When the Nationals announced in November that this would be Johnson’s last season in their dugout, though his contract as a consultant runs through 2014, it seemed like he was signaling for retirement.
He emphasizes now the fact that it is a mutual agreement — and retirement is the wrong word.
“I will be working even if I’m not here,” he said. “I know the organization feels that this should be my last year. I didn’t really make that decision, as much as I felt that that was what they wanted. So I’m very comfortable with all of that.”
While Johnson often jokes about Susan’s “honey-do” lists and the tasks piling up for him around the house, he’s not exactly ready to be put out to pasture, either.
The next opportunity might be doing more work with MLB’s Urban Youth Academy to help bring one to Orlando. Maybe it’ll be with the Florida Collegiate Summer League, or back with USA Baseball.
Maybe it’ll be something completely different.
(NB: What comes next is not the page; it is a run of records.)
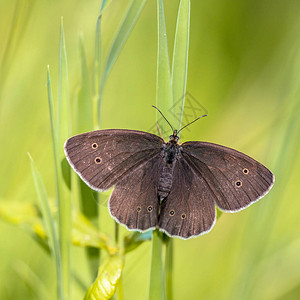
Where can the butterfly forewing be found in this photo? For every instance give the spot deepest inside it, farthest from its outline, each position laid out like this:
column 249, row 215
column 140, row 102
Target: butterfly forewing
column 104, row 157
column 189, row 210
column 134, row 201
column 236, row 179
He won’t know until the phone rings. He just knows there will be something.
“I’m still going to be working at something that I think is challenging and that I’m the best candidate to do,” he said. “That’s always what turns my wheels.”
It’s possible that when the 2013 season is over, Johnson still will not have written his final chapter in the game.
But if it is, everyone knows one more World Series certainly wouldn’t hurt his cause.
“I could see how this year plays a lot into [his legacy],” Werth said. “I hope we win. I want nothing more than to win. Not only for myself, but for him.
“I wouldn’t mind sending the old man off into the sunset on top.”